Una tarde en los cines X
En una época en que el porno no era cotidiano y ni jóvenes, ancianos y profesionales no exhibían sus acrobacias, había que ir a las salas X de la calle Cuenca de Valencia. Allí sentados, casi solos, observábamos las contorsiones de los actores en sesión continua, sin cortes.
Sólo la vergüenza y el pudor de su hermano podía evitar que abriera la puerta y nos encontrará allí, obscenamente desnudos. En el suelo, encendidos por el sudor, sobre una manta. Yo tenía una novia a la que engañaba con el pretexto de que tenía que trabajar en una futura publicación. A ella le daba igual, o eso me hacía creer. La novia sufría la realidad que imaginaba, el hermano protector no quería que su hermana sufriera las miserias de los engaños. Y los dos, allí, dentro de aquella pequeña habitación de una camita concentrados en el sexo del otro.
Mientras en el silencio de la habitación solo se oían algunos chasquidos de lengua y gemidos ahogados, por fuera los desenvueltos y discretos movimientos de quién nada tiene que ocultar y todo que ignorar.
Habíamos acabado en el suelo para que los codos y rodillas no tropezaran con paredes o ser sorprendidos por una caída al vacío. La sangre hervía. En una época en que el porno no era cotidiano y ni jóvenes, ancianos y profesionales no exhibían sus acrobacias, había que ir a las salas X de la calle Cuenca de Valencia. Allí sentados, casi solos, observábamos las contorsiones de los actores en sesión continua, sin cortes. Con la única proximidad de los que se acercan a una pareja por si desean compartir su deseo y sus cuerpos. Le pedí que se quitara las bragas y lo hizo. Vi que bajaba un brazo y luego el otro y subió con ellas en un puño. Se las cogí y las olí antes de introducirlas entre mi camisa y mi pecho. Cuando bajé la mano me esperaba un sexo húmedo, abierto, y lo oí, mis dedos se abrieron paso y exploraron los recovecos de su intimidad. Se paseaban por un labio y el otro, el clítoris, la entrada. Ella respiraba agitada agarrándose al brazo que la torturaba mientras que la película terminaba con la copiosa emanación de aquel poderoso pene que media algún metro de la pantalla.
La luz nos cegó. Y alguien nos hizo saber que, aún siendo continúa, era el último pase del día... Sudando hasta el coche pero sin devolverle su prenda. Un castigo cariñoso. Me excitaba saber que se sentaba sobre su humedad.

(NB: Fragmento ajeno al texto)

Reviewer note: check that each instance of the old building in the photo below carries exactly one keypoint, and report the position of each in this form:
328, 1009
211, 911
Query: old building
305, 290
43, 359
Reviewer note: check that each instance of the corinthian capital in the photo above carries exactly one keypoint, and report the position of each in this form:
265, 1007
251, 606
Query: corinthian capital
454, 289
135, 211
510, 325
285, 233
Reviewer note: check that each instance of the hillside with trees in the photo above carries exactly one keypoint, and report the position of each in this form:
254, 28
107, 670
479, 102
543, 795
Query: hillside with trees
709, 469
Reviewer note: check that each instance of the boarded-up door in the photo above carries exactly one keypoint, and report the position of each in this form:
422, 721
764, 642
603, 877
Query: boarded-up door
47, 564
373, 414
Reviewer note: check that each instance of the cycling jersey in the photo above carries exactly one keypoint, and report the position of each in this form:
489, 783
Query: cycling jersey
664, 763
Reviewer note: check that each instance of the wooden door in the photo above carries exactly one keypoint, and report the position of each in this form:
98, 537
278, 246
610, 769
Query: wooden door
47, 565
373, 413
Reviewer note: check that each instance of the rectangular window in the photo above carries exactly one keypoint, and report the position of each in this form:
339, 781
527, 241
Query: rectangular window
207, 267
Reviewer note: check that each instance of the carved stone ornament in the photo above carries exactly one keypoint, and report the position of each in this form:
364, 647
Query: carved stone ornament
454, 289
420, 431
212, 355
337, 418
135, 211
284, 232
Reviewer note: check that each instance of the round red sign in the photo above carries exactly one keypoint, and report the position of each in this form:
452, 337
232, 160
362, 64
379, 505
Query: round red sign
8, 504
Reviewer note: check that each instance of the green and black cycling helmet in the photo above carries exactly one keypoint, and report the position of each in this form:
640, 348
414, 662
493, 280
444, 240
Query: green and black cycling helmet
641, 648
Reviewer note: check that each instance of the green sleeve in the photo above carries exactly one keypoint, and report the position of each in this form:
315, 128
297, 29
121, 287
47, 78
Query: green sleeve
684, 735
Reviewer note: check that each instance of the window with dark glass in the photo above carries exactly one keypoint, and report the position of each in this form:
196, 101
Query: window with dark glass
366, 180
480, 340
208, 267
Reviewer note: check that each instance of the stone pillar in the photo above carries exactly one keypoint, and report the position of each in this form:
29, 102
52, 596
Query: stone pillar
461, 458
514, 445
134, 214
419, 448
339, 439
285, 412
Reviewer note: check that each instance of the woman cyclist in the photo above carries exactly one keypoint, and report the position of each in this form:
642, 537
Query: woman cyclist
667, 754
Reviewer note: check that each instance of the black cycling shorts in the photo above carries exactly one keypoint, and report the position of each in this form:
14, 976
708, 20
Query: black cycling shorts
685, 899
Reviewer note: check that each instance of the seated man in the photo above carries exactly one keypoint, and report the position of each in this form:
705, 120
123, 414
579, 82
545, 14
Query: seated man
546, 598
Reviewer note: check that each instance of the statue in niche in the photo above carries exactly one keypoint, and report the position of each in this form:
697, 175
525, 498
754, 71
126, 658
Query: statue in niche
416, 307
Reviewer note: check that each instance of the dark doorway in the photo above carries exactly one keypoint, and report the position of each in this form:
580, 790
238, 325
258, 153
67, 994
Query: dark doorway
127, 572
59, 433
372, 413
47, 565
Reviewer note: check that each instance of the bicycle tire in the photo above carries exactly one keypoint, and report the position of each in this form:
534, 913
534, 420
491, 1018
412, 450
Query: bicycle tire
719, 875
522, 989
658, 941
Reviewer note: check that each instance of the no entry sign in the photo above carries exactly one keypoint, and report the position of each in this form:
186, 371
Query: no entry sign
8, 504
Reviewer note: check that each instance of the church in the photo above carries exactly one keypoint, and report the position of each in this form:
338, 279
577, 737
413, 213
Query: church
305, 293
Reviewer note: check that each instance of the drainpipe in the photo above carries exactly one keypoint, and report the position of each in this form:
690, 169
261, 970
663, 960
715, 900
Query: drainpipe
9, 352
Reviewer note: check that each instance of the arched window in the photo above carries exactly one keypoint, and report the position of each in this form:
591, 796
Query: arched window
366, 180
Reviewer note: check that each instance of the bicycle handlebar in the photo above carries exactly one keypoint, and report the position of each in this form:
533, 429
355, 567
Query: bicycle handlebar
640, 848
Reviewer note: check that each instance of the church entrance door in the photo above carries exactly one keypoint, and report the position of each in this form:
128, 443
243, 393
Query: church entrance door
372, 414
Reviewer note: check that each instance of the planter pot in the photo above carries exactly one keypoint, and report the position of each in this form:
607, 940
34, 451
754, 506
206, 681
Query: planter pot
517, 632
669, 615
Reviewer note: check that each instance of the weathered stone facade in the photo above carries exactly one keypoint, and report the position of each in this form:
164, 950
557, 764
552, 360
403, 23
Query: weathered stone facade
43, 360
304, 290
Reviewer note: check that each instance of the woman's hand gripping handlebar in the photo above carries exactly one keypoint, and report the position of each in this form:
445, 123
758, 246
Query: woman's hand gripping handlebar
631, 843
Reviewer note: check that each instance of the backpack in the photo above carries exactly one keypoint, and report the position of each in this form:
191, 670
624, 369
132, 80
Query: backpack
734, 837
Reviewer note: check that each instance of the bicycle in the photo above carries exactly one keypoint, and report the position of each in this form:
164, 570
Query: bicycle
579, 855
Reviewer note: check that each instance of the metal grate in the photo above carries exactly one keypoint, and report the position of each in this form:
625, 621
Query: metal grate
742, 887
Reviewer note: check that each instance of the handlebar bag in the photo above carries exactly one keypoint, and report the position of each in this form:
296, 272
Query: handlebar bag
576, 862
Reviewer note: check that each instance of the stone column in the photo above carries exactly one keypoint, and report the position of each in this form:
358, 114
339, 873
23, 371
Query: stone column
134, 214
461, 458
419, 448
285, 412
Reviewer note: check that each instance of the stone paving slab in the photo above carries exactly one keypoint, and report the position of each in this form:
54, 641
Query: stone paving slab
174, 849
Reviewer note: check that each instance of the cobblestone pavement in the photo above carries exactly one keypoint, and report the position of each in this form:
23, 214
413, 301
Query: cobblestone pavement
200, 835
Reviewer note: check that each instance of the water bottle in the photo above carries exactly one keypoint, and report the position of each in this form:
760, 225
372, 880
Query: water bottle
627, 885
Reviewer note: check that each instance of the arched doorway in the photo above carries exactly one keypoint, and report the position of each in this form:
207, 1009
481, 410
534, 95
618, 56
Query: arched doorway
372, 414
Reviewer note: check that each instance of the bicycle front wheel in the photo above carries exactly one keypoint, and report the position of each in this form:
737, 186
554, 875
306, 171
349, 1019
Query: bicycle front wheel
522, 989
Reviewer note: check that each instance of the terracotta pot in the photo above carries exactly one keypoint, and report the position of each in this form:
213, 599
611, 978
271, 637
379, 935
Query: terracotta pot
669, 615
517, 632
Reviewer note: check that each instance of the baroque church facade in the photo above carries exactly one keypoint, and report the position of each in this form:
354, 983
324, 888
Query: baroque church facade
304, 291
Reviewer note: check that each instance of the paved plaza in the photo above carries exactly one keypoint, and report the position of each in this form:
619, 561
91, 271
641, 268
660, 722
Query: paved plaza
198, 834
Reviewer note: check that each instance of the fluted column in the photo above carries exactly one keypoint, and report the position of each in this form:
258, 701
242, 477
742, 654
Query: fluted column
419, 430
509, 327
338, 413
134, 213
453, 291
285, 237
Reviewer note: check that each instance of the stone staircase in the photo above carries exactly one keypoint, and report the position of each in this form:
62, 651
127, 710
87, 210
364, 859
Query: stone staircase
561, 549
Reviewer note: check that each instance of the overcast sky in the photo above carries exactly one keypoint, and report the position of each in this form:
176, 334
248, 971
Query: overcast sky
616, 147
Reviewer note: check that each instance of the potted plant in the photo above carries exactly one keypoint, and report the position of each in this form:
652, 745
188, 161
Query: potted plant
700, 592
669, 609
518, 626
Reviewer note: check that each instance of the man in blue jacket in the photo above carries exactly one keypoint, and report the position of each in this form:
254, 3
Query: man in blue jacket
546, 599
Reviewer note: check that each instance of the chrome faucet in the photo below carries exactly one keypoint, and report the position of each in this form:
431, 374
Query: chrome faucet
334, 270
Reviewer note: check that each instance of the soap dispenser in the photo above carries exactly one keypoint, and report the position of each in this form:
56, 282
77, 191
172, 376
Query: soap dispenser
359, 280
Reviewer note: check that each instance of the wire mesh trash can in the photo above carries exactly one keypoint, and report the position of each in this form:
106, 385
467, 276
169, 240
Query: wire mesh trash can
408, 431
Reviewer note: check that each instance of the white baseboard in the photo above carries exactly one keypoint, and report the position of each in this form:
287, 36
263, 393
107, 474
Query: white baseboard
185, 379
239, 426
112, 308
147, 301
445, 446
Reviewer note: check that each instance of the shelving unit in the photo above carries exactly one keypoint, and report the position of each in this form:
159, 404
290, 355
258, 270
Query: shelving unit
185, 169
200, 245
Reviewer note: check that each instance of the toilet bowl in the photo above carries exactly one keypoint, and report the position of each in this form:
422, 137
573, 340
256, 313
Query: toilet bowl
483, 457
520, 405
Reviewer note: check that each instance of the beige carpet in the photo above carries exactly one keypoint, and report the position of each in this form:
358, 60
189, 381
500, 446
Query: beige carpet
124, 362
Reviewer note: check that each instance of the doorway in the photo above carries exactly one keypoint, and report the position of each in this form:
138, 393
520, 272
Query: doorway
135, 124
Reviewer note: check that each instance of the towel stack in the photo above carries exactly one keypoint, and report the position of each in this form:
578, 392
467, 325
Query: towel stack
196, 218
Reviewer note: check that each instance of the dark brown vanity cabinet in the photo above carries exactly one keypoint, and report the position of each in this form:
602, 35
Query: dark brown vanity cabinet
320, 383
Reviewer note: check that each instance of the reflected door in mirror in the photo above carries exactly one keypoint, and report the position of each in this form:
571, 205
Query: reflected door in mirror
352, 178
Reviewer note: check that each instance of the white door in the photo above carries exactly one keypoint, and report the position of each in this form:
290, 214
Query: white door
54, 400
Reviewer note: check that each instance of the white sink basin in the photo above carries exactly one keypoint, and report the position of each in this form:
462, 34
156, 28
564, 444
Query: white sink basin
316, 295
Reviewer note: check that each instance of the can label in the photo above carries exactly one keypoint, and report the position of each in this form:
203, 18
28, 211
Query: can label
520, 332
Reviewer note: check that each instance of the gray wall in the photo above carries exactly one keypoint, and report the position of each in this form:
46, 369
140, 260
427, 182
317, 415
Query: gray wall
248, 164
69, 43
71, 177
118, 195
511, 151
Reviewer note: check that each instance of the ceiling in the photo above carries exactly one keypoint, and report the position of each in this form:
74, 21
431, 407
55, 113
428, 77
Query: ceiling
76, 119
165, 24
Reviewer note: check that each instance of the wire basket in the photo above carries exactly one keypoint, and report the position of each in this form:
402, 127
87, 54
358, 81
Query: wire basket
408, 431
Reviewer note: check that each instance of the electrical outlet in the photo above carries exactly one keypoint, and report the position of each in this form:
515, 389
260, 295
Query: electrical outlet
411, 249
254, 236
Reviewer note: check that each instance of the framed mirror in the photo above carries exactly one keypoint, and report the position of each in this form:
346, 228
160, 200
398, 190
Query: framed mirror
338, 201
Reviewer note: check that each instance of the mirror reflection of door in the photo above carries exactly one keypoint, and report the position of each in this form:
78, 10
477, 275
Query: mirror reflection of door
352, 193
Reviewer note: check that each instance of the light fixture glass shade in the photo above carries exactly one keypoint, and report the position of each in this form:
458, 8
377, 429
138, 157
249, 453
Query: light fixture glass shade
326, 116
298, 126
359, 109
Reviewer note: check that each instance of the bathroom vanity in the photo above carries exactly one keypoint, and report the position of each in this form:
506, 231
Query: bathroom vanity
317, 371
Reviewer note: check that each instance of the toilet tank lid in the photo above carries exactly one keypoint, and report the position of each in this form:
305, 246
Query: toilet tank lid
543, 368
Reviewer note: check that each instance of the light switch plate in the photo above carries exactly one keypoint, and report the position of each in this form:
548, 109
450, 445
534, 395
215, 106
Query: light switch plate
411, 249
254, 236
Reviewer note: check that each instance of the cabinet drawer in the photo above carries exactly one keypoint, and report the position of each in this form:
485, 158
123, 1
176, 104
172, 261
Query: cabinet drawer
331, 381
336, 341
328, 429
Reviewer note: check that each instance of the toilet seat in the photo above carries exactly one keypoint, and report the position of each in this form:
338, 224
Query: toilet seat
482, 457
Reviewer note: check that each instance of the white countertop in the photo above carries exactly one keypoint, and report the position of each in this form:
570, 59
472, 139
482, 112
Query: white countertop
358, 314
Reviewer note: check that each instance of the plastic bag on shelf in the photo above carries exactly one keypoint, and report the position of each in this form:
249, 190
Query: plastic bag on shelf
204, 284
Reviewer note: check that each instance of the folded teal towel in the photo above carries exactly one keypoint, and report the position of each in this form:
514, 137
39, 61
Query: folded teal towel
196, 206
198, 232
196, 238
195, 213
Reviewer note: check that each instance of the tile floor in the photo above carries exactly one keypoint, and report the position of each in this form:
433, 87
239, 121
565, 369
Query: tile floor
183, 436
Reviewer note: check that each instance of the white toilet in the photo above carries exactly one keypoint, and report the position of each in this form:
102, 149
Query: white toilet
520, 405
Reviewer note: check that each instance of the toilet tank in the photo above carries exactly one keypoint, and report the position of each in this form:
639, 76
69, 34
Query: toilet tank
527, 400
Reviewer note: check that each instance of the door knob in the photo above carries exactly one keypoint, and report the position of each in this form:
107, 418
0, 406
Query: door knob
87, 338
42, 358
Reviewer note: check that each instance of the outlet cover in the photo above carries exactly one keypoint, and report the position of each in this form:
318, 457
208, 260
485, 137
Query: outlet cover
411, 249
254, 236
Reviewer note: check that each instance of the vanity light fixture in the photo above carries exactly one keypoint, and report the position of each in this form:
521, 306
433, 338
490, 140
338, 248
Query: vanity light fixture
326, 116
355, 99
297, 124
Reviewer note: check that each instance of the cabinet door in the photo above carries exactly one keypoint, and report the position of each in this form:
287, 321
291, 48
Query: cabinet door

Apenas sin decir nada entramos en aquella habitación que nos salvaría. Sus tetas se liberaron a la luz tenue que entraba de la calle. Brillaron. Adivinaba el perfil de sus pezones erguidos y se abalanzó sobre mi sexo. Medio sentado y ella inclinada lo vi desaparecer en su boca, llenarla, tensando los labios sobre un glande que lloraba. Al ritmo del cadencioso ritmo aparecía y desaparecía como un neón intermitente de una publicidad obscena evocando, con el brillo, lo que instantes más tarde era placer. El morbo de la presencia precedía a la oscuridad de su garganta.
No aguantaba más. Necesitaba actuar. Abracé sus caderas para acercar su cuerpo. Casi a cuatro patas y pude ver surgir de la oscuridad, subrayadas por la luz, las redondeces de sus nalgas. Por un instante un brillo central me permitió identificar mi objetivo. Me acerqué y olí profundamente. Pase la lengua sin presionar. Desde su profundidad a su botón. Me mojaba el bigote. Haciéndome sentir como un niño sorprendido mientras se amorra a la tarta de nata. Mi lengua empezó a entretenerse cerca de su orificio más estrecho, haciendo círculos, rodeándolo, alejándome para caer de dónde salían sus jugos y presionar en su clítoris. Ella se olvidaba de mi. No podía concentrarse. Pero mantenía sus piernas erguidas a pesar de la flojedad que la invadía. Me salpicaba la cara cuando estalló sin mediar aviso. Se escapaba sin que yo soltara sus caderas divirtiéndome con la lengua que se abría paso en su sexo que se contraía al ritmo de su placer.